Thanekar D. R, Dhodi J. B and Juvekar A. R
Accepted Abstracts: J Food Process Technol
Preliminary screening of potential anti-tumor test drugs, isolated compounds and crude herbal extracts are widely done using high throughput in vitro cytotoxicity assays. Such assays involve testing on 2D-monoculture of cancer cell lines and later assessing cell death or decreased in cellular function using various dyes like sulforhodamine B, MTT etc. It is now well established fact that 2D monoculture of cancer cell lines does not essentially mimics complex tumor microenvironment and cell-cell interactions. Many chemotherapeutic agents face multicellular resistance when administered to solid tumor. Hence it is essential to evaluate efficacy of test drugs in 3D cell culture model. Here in this study we have checked efficacy of crude methanol extract of leaves of Cinnamomum tamala (Buch.- Ham.) T. Nees & Eberm. (M.E.-CT) and its petroleum ether fraction on MCF-7 breast cancer cell line grown on 3D chitosan scaffold. Scaffold made up of chitosan, a non toxic and biocompatible polycationic copolymer which provides an extracellular matrix (ECM) analog, allowed cell infiltration and proliferation thus forming 3-dimentional mass of cancer cells loosely mimicking tumor microenvironment. M.E.-CT and its subsequent fractions have been evaluated for their in vitro cytotoxic activity against cancer cell lines in our lab. Petroleum ether fraction was found to be most active and potent in 2D cell culture. In 3D cell culture model, petroleum ether fraction had shown cytotoxic effect on MCF-7 cells using MTT assay but at concentration higher than its IC50 in monoculture. The result illustrates that Cinnamomum tamala has potential antitumor activity.
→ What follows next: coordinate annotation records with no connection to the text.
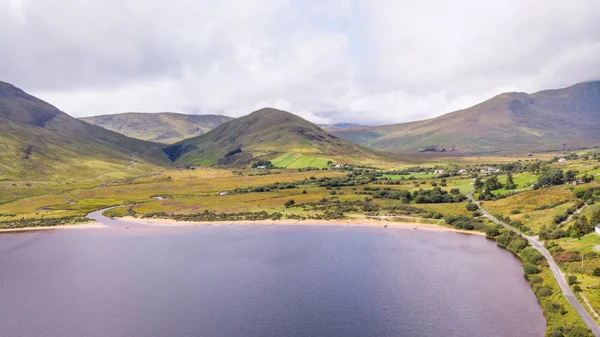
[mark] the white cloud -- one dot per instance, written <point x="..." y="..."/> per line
<point x="364" y="61"/>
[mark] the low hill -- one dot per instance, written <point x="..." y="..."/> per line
<point x="339" y="126"/>
<point x="558" y="119"/>
<point x="38" y="141"/>
<point x="164" y="127"/>
<point x="270" y="134"/>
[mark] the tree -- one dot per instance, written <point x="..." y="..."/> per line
<point x="472" y="207"/>
<point x="571" y="175"/>
<point x="510" y="184"/>
<point x="587" y="178"/>
<point x="531" y="269"/>
<point x="492" y="184"/>
<point x="595" y="219"/>
<point x="478" y="184"/>
<point x="551" y="177"/>
<point x="581" y="227"/>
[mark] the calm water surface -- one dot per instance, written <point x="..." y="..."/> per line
<point x="261" y="281"/>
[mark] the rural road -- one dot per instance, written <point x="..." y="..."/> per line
<point x="558" y="275"/>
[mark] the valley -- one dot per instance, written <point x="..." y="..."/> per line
<point x="273" y="167"/>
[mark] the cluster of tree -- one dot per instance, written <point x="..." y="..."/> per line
<point x="42" y="222"/>
<point x="550" y="205"/>
<point x="436" y="196"/>
<point x="267" y="188"/>
<point x="553" y="177"/>
<point x="266" y="163"/>
<point x="463" y="222"/>
<point x="232" y="152"/>
<point x="589" y="195"/>
<point x="512" y="241"/>
<point x="213" y="216"/>
<point x="354" y="178"/>
<point x="570" y="331"/>
<point x="583" y="226"/>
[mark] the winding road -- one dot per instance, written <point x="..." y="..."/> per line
<point x="558" y="275"/>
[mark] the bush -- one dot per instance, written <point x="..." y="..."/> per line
<point x="517" y="245"/>
<point x="535" y="280"/>
<point x="492" y="231"/>
<point x="544" y="291"/>
<point x="472" y="207"/>
<point x="532" y="255"/>
<point x="531" y="269"/>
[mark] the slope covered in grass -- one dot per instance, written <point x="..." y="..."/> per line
<point x="40" y="142"/>
<point x="268" y="134"/>
<point x="165" y="127"/>
<point x="551" y="119"/>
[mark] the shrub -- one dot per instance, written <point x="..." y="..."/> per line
<point x="531" y="269"/>
<point x="535" y="280"/>
<point x="472" y="207"/>
<point x="553" y="307"/>
<point x="544" y="291"/>
<point x="517" y="245"/>
<point x="532" y="255"/>
<point x="492" y="231"/>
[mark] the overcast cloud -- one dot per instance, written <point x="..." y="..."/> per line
<point x="371" y="61"/>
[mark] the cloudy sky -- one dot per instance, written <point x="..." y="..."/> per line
<point x="369" y="62"/>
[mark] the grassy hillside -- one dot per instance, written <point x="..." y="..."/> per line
<point x="166" y="127"/>
<point x="40" y="142"/>
<point x="566" y="118"/>
<point x="268" y="134"/>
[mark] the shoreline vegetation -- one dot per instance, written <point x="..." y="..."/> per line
<point x="371" y="223"/>
<point x="556" y="198"/>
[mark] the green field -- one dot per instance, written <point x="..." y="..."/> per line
<point x="420" y="175"/>
<point x="523" y="181"/>
<point x="297" y="160"/>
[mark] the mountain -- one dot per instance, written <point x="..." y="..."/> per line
<point x="267" y="134"/>
<point x="567" y="118"/>
<point x="339" y="126"/>
<point x="165" y="127"/>
<point x="38" y="141"/>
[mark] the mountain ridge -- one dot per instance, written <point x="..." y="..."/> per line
<point x="164" y="127"/>
<point x="39" y="140"/>
<point x="263" y="134"/>
<point x="547" y="119"/>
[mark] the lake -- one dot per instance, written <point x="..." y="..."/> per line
<point x="261" y="281"/>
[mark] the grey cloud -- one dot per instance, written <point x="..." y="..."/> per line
<point x="380" y="61"/>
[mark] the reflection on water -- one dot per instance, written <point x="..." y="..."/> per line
<point x="261" y="281"/>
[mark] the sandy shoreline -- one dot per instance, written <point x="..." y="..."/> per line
<point x="87" y="225"/>
<point x="349" y="223"/>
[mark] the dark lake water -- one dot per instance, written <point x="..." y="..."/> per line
<point x="261" y="281"/>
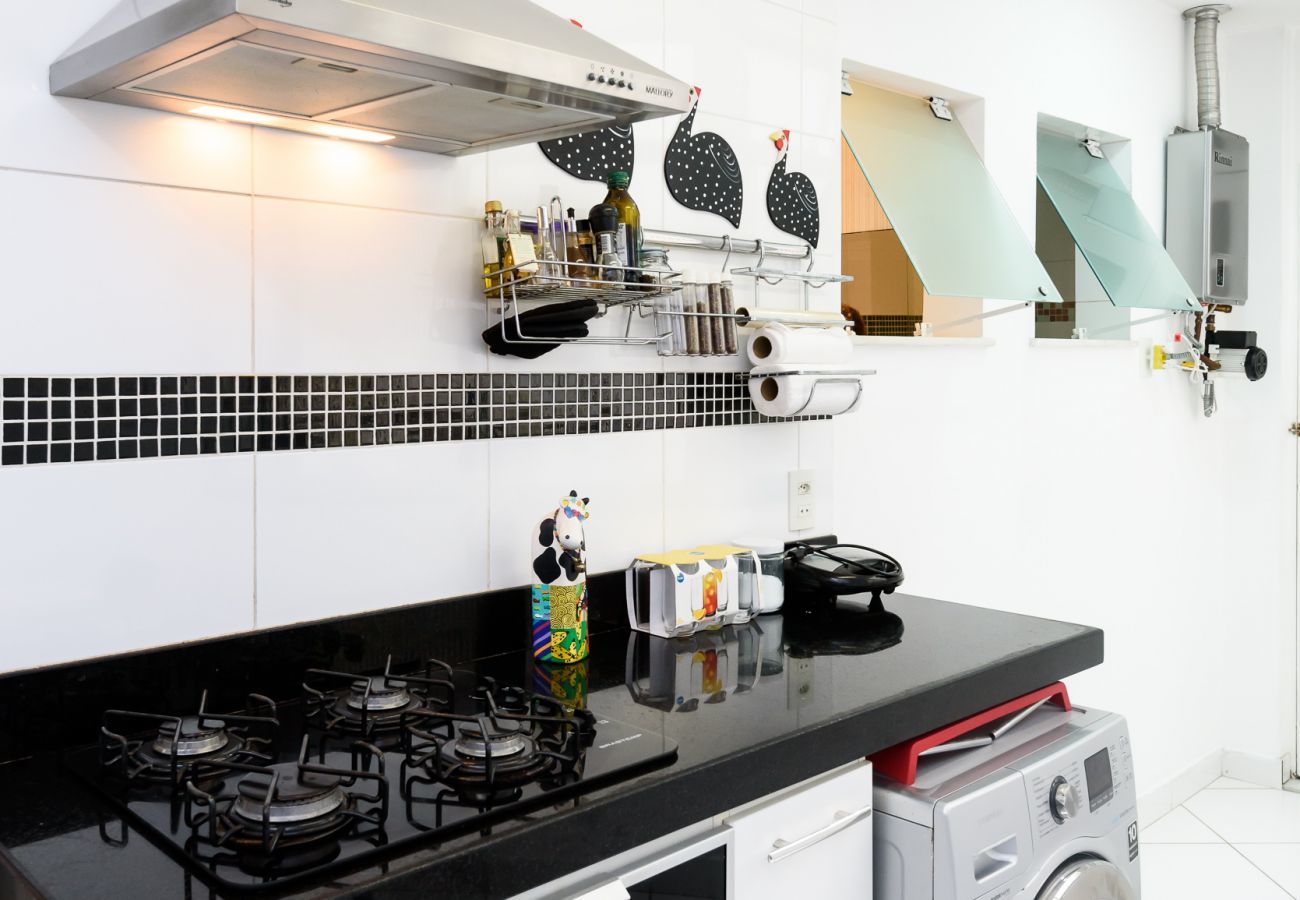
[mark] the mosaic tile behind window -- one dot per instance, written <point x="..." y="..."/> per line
<point x="55" y="419"/>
Thanekar D. R has a Master?s degree in Science (Biotechnology) from University of Mumbai and currently pursuing Ph.D. from Institute of Chemical Technology, Mumbai, India under guidance of Prof. (Mrs.) A.R. Juvekar, professor in Pharmacology and Physiology. Her current research project involves evaluation of cytotoxic and antitumor activity of herbal extracts using in vitro, ex vivo and in vivo models.